Other retailers are focusing on streamlining manufacturing and minimizing merchandise available on shop floors to lower inventory risks. Zara has been a leader in “fast fashion” by locating its manufacturing operations close to its stores, allowing the company to design, produce, and deliver new styles to the sales floor much faster than typical clothiers. Zara produces new styles in limited quantities at first, and only offers them on a broader scale based on positive customer response.

Takeaways for Healthcare

The broader strategies outlined here are equally relevant to healthcare as they are to retail. Core to them all are the need to focus on consumers, and the need to identify and build upon your organization’s value proposition.
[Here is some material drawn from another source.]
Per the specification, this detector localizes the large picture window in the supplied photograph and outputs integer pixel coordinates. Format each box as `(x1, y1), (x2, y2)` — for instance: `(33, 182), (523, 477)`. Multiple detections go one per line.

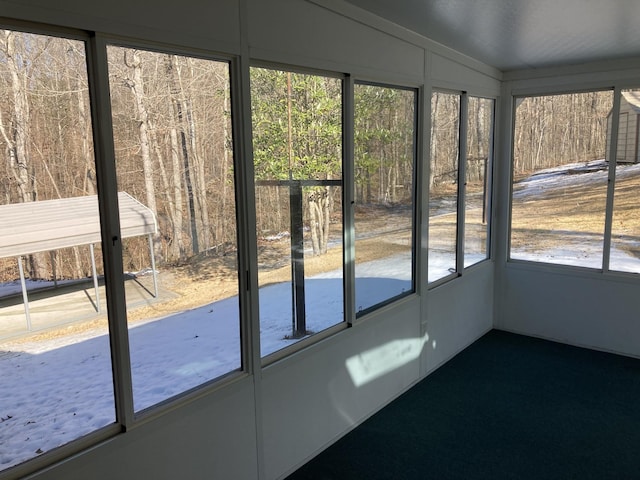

Just as Ulta Beauty and Nordstrom are working to capitalize on brand and optimize the customer experience, healthcare providers need to focus on improving the healthcare consumer experience. Hospitals and health systems should assess the organizational strengths that have made them cornerstones in their communities, and find ways to magnify those strengths for consumers’ benefit. Doing so will require building robust consumer data and insights, so that healthcare leaders can make sound, consumer-focused strategic decisions.

Just as retailers are investing in bridging online and in-store offerings, innovative healthcare organizations are investing in new technology and alternative delivery models and care sites to provide consumers greater access and more care options. From online appointment scheduling to virtual care services, healthcare consumers are demanding more choices and greater convenience.

And just as retailers like Macy’s and Zara are re-envisioning pricing and inventory management, healthcare organizations should take a hard look at how best to control costs, and ensure competitive pricing. They must optimize which services they offer, and where and how they offer them.

Leaders in both industries face tough roads ahead, but one thing is clear—maintaining the status quo is not an option. Hospitals and health systems may look very different in the years ahead, but—as with retail—bricks-and-mortar have a role yet to play in healthcare. Just as traditional retailers must broaden their focus to people not products, healthcare leaders must adapt now for the new consumer-focused healthcare era.